As recalled by the Advocate General, the Court in its previous case law has distinguished between the concept of (public) communication and the mere provision of physical facilities enabling such communication[2]. The issue to be determined is therefore whether the action of an operator who does not transmit TV signals to rented flats, but only provides tenants with a television set and indoor antennas configured to receive terrestrial TV signals[3], can be considered mere provision of physical facilities. The Advocate General noted that classifying this action in this way would be logically linked in particular to the reasoning adopted in the Stim and SAMI judgment[4], in which the CJEU stated that the mere supply of physical facilities is the hiring out of motor vehicles equipped with radio receivers. According to the Advocate General, however, the key differences between the two cases are the desirability and indispensability of the user's action. While vehicle rental companies have no control over the fact that radio receivers are installed as standard in vehicles and linked to the control systems of these vehicles, the building manager deliberately and voluntarily installed TV sets with antennas in the flats to allow tenants access to TV programmes.

The Advocate General drew a comparison between the operator's action and the installation in hotel rooms of television sets connected to a central antenna, which the CJEU found to be public access in a judgment in case C-36/07. SGAE[5]. The opinion stressed that the difference between the central antenna and the internal antennas was not of major importance. The decisive factor for a finding an action to be communication to the public in such cases should be deliberate intervention by the user to give access to television broadcast to a new public that would not be able to use the works broadcast without such action (especially in the case of short-term leases where tenants would not be able to receive the signal without the manager providing them with television sets).
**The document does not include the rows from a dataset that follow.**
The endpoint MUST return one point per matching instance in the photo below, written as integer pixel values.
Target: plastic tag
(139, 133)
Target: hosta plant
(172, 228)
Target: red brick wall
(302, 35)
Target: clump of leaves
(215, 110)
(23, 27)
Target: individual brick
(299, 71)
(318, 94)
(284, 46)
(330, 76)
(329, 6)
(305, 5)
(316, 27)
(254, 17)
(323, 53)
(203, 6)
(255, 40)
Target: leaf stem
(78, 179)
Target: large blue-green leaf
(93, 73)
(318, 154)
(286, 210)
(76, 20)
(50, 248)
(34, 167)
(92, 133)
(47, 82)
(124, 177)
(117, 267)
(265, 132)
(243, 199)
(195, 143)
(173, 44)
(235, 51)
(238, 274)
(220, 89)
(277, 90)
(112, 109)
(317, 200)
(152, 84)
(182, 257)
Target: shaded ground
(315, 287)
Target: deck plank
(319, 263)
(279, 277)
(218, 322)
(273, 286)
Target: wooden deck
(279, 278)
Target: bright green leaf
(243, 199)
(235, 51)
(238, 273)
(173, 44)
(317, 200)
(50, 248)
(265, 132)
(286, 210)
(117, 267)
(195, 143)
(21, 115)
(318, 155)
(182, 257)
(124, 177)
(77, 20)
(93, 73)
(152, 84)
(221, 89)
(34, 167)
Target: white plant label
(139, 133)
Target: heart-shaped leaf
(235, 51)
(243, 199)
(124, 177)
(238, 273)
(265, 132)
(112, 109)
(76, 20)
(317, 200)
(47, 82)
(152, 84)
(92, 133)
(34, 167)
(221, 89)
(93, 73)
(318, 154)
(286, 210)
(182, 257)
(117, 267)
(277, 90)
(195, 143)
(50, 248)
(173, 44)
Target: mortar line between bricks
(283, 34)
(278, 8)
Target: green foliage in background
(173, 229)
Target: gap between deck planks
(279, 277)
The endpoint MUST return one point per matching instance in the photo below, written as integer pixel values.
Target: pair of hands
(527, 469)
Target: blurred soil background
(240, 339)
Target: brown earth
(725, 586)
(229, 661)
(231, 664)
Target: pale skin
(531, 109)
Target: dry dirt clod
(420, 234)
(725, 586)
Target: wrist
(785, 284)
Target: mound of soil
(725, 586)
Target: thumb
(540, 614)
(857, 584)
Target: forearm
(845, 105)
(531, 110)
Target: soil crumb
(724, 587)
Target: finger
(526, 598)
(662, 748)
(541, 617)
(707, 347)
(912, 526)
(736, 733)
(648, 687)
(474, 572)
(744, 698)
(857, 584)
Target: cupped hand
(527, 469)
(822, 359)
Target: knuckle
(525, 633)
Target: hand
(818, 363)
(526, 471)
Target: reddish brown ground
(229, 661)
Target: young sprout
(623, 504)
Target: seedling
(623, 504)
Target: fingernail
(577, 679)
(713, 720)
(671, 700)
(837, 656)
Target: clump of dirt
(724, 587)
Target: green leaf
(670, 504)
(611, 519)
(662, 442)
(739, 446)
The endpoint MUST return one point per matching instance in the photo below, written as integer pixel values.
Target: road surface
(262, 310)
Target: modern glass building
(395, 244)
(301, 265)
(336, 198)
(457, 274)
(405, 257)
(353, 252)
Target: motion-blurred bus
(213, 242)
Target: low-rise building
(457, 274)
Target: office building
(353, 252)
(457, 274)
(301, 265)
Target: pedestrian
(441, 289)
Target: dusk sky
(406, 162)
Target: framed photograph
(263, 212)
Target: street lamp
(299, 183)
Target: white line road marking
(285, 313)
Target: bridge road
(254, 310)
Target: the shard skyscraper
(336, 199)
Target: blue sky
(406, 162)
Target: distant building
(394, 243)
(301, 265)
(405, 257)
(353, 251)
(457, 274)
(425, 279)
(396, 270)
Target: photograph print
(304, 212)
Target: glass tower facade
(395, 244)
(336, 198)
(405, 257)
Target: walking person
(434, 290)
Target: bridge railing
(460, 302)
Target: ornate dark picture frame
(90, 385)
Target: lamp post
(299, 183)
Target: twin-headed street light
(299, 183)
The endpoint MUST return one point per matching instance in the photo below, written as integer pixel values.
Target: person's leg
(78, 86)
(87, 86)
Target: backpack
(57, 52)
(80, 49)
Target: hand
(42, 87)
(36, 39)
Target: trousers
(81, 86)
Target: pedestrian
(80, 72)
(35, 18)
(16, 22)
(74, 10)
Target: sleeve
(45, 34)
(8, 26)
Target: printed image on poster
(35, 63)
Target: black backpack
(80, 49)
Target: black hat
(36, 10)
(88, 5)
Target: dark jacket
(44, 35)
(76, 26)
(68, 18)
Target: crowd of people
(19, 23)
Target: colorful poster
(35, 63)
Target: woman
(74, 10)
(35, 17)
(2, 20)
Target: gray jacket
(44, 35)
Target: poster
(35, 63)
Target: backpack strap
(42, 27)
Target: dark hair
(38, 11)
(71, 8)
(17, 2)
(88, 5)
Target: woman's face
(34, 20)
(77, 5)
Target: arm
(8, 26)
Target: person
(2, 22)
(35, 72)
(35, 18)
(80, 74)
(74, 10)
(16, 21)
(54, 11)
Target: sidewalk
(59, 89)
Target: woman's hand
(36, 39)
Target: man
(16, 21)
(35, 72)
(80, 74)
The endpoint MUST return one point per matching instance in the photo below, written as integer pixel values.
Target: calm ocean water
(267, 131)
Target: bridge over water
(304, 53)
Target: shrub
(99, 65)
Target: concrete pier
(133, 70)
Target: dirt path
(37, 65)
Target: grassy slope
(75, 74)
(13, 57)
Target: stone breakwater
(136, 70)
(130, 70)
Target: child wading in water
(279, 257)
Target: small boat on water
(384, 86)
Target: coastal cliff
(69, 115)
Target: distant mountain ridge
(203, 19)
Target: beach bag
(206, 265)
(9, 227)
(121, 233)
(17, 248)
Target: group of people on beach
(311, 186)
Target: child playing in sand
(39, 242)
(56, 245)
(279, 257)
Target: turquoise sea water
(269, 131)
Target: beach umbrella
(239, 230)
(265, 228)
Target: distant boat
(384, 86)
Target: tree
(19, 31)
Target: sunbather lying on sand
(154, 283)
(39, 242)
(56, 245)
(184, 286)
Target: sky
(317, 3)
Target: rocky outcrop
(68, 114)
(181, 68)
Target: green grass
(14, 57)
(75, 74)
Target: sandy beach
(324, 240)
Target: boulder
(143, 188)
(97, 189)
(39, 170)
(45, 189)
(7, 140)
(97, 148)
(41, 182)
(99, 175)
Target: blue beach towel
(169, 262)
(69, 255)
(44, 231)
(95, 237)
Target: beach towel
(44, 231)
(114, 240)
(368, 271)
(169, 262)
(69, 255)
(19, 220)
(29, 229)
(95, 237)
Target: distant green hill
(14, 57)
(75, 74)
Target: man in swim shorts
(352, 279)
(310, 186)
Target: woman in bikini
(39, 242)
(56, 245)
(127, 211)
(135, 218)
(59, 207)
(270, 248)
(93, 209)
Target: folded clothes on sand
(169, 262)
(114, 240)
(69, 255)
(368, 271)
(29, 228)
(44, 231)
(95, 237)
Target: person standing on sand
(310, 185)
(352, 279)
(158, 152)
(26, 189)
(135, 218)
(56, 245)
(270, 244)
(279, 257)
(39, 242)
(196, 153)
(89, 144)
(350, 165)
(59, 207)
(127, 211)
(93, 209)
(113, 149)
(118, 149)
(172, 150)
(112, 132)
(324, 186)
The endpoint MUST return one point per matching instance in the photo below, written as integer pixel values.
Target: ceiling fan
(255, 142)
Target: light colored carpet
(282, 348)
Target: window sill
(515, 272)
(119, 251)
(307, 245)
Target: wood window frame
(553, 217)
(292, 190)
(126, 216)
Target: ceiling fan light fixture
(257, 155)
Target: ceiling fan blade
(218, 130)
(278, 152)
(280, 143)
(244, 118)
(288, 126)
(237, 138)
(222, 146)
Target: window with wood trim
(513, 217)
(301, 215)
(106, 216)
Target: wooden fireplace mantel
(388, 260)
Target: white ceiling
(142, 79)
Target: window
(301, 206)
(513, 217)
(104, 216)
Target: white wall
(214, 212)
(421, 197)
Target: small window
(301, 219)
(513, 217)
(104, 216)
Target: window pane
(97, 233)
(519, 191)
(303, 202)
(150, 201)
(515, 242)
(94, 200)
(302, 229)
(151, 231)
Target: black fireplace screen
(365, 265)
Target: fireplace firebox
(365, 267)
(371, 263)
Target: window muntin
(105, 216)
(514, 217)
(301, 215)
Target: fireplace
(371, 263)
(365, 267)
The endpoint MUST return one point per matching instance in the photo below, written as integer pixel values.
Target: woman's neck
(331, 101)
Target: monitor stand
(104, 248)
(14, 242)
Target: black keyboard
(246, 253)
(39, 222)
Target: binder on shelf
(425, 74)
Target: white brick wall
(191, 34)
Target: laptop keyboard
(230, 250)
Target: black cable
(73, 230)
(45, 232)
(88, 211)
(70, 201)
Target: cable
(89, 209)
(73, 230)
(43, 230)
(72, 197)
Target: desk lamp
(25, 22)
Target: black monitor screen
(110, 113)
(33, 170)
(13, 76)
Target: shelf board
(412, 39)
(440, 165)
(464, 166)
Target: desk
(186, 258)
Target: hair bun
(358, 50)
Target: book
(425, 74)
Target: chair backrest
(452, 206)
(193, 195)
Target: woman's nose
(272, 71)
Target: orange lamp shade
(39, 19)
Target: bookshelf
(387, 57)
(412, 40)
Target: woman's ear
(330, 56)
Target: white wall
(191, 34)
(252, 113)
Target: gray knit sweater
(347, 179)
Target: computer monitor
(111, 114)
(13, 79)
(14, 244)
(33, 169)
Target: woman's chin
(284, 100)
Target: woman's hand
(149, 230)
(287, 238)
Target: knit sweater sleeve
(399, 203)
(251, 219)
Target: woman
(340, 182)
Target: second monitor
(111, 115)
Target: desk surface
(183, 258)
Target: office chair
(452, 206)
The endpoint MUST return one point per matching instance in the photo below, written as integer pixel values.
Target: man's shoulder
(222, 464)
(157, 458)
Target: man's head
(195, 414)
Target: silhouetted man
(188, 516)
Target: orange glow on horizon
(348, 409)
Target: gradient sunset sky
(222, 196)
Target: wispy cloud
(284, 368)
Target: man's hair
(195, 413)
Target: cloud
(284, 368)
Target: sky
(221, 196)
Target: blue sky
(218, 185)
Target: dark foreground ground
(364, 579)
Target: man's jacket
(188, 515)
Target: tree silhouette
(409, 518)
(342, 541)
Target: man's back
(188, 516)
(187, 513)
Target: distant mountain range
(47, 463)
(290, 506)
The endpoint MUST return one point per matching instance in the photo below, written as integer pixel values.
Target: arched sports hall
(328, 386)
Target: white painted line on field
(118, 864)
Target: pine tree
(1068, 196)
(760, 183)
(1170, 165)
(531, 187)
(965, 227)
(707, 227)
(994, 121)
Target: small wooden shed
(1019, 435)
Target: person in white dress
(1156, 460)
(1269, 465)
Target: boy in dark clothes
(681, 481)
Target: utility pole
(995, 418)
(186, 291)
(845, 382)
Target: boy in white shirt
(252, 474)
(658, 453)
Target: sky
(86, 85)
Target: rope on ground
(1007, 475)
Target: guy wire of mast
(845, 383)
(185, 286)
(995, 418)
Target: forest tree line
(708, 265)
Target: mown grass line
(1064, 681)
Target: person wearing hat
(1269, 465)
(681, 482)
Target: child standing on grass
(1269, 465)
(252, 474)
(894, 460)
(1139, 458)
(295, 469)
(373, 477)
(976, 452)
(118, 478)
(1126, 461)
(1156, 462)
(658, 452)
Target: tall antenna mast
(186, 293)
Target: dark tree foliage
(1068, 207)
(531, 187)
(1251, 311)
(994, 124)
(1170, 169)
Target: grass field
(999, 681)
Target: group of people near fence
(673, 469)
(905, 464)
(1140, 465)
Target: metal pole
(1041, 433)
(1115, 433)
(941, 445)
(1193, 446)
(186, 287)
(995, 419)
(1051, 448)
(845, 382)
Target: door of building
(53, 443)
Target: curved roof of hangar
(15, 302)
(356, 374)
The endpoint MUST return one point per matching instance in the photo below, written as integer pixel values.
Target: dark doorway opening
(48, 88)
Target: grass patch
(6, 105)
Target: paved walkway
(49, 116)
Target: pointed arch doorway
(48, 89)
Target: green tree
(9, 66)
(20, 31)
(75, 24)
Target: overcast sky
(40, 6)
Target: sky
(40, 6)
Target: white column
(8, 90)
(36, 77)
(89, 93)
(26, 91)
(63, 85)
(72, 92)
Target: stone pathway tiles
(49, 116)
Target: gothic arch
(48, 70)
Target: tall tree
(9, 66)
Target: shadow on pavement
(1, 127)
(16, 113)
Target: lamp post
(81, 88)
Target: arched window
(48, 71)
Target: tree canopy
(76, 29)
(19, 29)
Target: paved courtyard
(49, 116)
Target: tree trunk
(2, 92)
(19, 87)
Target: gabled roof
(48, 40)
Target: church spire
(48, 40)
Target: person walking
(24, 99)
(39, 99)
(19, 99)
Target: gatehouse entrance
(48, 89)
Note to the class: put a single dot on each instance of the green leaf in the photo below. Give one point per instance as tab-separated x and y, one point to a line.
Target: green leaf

Ultimately, the Advocate General proposed that the Court should find that the action of the GL operator falls within the exclusive right of authors to authorise or prohibit  communication to the public unless the tenants establish their principal or secondary residence in the flats.

The judgment to be handed down in case C-135/23 is likely to round off the principle of technological neutrality as applied by the CJEU in the interpretation of copyright law. The Advocate General's opinion undoubtedly contains a thorough analysis of the problem raised in the request for a preliminary ruling, including from the point of view of fair treatment of users, and can provide an excellent basis for the Court's decision.

Author: Jacek Piasta

Footnotes

[1] Directive 2001/29/EC of the European Parliament and of the Council of 22 May 2001 on the harmonisation of certain aspects of copyright and related rights in the information society ( OJ L 2001, No. 167, p. 10 as amended).

[2] Mere supply does not constitute a communication to the public within the meaning of art. 3 of Directive 2001/29; cf. recital 27 of Directive 2001/29; CJ judgment of 20.04.2023 in case Blue Air Aviation, C-775/21, C-826/21; ECLI:EU:C:2023:307).

[3] The terrestrial TV signal was available in the area where the building was located.

[4] Judgment of the CJ of 02.04.2020 in case C-753/18 (ECLI:EU:C:2020:268). The Advocate General also referred to other judgments of the CJEU, in which individual actions were considered to be the mere provision of equipment, e.g. the installation on board of means of transport of sound equipment and software to enable the dissemination of background music (CJEU judgment of 20.04.2023 in case Blue Air Aviation, C-775/21, C-826/21; ECLI:EU:C:2023:307).

[5] Judgment of the CJ of 07.12.2006 in case C-306/05, ECLI:EU:C:2006:764.